The Unforgiving Minute
Morals are a personal affair; in the war of righteousness every man fights for his own hand.
Robert Louis Stevenson

Tuesday, June 5, 2007

The much-delayed blogging privacy post

Since no less than 3 of my friends have recently had run-ins with online stalkers/psychos/mutants, I decided it might be a good idea to post my own humble little guide to blogging privacy. This post is targeted at folks who use (or are thinking about using) a web-hosting package to maintain a blog on their own domain, using a blogging package like WordPress or Moveable Type. If you’re on Google Blogger, WordPress.com, Blog-City, or a similar site, this guide won’t be as helpful.This is BY NO MEANS a comprehensive resource and I am NOT a professional web-jockey. I consider myself a reasonably well-informed amateur. Everything here is accurate to the best of my knowledge, but that knowledge is limited. If you see something stupid/wrong/dangerous in this article, or if I leave out something important, please comment or email me and I’ll make corrections.

Basically, this is a collection of tips for people who blog anonymously/pseudonymously and want to keep it that way.
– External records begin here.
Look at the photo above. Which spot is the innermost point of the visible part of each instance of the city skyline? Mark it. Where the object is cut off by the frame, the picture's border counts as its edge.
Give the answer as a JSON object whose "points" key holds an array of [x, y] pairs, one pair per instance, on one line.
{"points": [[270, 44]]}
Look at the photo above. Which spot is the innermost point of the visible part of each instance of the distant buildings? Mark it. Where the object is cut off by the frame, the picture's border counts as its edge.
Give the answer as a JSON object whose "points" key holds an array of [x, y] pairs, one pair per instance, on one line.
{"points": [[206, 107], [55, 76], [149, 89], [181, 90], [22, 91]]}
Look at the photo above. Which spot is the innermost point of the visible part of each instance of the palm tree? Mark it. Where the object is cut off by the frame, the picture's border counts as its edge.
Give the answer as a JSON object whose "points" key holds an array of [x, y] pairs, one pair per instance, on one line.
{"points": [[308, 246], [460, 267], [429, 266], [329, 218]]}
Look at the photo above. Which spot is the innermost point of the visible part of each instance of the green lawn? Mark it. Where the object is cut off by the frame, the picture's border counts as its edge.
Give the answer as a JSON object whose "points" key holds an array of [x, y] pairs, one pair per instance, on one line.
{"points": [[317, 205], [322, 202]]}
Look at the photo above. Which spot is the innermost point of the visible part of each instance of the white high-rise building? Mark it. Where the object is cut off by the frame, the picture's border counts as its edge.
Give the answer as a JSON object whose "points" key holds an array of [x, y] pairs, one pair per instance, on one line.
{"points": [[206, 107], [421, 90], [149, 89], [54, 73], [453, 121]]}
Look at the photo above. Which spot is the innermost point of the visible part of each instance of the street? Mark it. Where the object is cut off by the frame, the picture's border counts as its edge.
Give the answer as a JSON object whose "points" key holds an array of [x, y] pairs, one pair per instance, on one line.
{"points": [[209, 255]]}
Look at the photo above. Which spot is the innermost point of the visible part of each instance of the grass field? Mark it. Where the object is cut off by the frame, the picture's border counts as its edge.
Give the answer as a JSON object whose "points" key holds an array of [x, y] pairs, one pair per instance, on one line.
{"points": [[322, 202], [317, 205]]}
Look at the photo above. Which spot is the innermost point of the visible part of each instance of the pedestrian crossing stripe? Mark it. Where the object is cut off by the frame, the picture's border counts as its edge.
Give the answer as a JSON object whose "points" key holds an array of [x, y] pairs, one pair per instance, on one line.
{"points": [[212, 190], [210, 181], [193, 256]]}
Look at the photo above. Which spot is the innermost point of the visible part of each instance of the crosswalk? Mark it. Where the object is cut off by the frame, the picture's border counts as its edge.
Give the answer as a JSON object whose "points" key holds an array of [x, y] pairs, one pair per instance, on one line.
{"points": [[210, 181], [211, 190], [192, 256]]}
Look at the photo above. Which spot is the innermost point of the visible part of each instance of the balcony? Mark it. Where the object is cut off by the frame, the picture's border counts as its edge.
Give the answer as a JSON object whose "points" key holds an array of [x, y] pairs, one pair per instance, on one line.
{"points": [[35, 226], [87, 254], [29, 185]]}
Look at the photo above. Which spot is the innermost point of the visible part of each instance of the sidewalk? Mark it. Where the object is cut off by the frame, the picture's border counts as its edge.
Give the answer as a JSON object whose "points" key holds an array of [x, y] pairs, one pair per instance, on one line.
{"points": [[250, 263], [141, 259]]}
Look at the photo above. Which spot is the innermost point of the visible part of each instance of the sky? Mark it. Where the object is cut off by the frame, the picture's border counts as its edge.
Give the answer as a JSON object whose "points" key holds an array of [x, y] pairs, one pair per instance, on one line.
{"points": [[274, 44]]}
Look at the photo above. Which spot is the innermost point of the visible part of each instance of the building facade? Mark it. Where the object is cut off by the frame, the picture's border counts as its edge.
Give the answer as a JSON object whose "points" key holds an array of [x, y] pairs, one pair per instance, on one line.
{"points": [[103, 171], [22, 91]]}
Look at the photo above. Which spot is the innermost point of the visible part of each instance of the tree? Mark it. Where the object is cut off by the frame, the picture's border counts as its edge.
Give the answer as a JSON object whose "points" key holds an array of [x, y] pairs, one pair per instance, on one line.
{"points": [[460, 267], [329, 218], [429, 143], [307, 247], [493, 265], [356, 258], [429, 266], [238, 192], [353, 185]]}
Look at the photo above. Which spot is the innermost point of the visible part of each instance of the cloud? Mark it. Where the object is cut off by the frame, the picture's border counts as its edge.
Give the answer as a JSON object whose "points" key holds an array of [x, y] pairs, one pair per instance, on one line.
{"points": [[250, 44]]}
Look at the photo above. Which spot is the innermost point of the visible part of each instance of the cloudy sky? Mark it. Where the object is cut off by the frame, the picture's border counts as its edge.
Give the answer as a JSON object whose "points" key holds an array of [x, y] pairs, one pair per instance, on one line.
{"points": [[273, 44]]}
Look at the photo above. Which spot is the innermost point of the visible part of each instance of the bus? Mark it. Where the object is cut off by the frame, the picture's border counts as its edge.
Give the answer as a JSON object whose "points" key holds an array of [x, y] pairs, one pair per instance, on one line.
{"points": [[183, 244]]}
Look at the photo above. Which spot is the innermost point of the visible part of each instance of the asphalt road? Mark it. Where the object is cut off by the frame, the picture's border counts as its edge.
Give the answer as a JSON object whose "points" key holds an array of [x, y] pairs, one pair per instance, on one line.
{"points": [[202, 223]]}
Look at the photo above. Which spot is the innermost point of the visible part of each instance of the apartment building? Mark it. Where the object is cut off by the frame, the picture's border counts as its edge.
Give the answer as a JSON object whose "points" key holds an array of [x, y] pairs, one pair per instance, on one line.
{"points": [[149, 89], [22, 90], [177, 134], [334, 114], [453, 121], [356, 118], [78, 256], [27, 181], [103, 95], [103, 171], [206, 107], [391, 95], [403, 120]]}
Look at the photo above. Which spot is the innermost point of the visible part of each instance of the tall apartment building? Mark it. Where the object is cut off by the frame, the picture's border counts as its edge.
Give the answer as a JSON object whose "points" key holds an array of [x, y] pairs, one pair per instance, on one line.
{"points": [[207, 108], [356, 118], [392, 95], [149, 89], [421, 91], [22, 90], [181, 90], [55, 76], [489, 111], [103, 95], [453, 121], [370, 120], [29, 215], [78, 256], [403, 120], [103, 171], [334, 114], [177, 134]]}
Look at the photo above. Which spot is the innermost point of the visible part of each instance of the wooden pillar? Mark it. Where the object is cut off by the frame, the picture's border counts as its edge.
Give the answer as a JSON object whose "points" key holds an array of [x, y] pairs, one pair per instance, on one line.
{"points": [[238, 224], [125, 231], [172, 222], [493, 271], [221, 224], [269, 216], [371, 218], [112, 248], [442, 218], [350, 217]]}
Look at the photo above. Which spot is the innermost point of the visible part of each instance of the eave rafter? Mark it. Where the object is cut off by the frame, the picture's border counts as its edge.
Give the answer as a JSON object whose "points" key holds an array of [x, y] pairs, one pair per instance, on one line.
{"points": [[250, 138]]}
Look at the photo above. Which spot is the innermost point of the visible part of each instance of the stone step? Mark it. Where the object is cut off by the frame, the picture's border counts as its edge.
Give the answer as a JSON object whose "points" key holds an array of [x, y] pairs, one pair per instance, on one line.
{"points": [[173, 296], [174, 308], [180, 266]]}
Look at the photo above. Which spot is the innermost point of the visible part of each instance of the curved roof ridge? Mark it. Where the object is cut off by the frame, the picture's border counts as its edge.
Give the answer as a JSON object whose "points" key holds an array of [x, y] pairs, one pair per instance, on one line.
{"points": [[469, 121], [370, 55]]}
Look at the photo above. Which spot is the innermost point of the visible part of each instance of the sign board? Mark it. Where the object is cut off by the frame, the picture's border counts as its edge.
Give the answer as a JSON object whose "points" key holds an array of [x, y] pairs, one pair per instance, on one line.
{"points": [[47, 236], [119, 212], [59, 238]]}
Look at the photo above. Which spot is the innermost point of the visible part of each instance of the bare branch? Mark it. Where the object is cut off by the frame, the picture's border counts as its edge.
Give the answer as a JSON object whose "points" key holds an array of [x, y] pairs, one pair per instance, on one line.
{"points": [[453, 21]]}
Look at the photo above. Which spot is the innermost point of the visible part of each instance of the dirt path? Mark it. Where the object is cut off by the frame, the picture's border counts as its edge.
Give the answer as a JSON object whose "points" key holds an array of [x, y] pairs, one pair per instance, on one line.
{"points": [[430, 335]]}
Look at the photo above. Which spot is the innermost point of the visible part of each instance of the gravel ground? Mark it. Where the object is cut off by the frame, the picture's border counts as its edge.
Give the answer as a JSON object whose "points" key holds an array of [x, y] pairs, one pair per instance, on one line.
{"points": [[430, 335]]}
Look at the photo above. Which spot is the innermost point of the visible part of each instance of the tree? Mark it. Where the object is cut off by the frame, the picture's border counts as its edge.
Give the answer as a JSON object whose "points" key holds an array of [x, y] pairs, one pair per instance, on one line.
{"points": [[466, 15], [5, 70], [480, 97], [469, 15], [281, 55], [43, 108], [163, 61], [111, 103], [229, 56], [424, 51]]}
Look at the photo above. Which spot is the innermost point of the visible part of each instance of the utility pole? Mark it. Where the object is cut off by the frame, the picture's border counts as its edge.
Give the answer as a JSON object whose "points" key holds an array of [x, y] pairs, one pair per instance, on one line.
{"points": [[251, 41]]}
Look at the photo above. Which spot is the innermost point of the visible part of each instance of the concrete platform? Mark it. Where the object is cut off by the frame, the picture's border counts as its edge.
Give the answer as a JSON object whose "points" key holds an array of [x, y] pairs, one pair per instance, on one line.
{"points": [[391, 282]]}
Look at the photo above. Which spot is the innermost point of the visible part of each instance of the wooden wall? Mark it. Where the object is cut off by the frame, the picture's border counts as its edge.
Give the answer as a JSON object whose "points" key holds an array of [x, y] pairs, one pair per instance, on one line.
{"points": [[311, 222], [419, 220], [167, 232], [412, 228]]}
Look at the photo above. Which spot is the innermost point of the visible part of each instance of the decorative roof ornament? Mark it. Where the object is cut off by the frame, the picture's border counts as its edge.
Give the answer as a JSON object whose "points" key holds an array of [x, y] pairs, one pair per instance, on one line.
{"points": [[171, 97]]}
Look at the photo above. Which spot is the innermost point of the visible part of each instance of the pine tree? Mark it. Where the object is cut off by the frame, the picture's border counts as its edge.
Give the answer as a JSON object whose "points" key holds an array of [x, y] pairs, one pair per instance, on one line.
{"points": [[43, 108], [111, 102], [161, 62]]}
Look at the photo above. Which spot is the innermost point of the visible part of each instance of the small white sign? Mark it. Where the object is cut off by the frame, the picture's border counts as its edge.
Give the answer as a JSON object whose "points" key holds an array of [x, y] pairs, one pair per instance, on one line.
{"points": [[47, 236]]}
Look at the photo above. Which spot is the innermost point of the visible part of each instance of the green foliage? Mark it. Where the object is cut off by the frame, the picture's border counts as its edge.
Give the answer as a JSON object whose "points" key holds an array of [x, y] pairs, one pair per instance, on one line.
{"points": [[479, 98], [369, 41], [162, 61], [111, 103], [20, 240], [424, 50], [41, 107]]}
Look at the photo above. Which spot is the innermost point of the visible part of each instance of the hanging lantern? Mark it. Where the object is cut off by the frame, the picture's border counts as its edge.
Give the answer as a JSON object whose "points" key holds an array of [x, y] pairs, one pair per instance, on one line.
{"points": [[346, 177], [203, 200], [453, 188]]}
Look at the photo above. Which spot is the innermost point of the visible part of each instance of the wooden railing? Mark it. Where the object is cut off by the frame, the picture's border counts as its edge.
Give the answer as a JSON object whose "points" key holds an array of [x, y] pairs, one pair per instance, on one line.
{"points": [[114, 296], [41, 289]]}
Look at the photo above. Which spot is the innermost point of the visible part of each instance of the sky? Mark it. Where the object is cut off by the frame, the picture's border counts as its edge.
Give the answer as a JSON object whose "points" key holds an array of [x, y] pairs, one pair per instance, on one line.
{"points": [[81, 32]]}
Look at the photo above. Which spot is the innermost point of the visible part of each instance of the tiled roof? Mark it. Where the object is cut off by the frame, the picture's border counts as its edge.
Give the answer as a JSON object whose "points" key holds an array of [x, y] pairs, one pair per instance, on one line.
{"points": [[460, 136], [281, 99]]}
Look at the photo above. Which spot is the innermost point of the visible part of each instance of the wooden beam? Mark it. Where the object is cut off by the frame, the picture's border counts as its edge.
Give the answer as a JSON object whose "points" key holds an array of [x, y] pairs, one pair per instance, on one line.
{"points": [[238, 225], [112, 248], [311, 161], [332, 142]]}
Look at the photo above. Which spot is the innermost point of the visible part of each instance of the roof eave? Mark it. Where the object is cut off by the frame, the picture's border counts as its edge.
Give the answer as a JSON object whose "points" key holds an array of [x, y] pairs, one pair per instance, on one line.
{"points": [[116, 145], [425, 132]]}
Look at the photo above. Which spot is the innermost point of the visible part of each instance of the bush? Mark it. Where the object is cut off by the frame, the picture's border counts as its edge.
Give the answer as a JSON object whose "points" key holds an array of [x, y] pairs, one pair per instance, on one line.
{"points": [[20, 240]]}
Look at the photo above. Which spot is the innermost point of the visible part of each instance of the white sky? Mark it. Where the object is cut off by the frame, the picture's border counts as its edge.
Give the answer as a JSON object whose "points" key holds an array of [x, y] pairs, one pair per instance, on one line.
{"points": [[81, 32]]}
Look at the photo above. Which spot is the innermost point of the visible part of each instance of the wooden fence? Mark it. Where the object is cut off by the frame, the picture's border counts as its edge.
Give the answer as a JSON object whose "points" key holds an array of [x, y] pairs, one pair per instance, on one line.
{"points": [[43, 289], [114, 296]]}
This stuff should be especially useful if you have, or anticipate having, problems with some nutjob who wants to stalk or harrass you via the internet.

Alright, so got a domain name, bought a web hosting package, and set up your blogging software. I’ll assume that you were smart enough to not use your full legal name as your domain name or to post all your personal information on your “About” page. There’s a few more non-obvious things you should do to help preserve your anonymity and to make life easier if you attract your very own net-nutjob.

Before I dig into the meat ‘n’ potatoes, here’s the most important thing I can tell you: 100% privacy on the Internet DOES NOT EXIST. Common sense and a little technical savvy can help, but there’s always someone out there who knows more than you. If you’re in the Witness Protection Program or have a crazy ex-spouse who will stop at nothing to track you down, you might wanna rethink the whole public blogging thing. Likewise, if you’re going to write inflammatory things about hot-button issues that tend to attract nutcases (abortion, religious fundamentalism, etc.), you should probably do some further homework on protecting your identity before the death threats start rolling in.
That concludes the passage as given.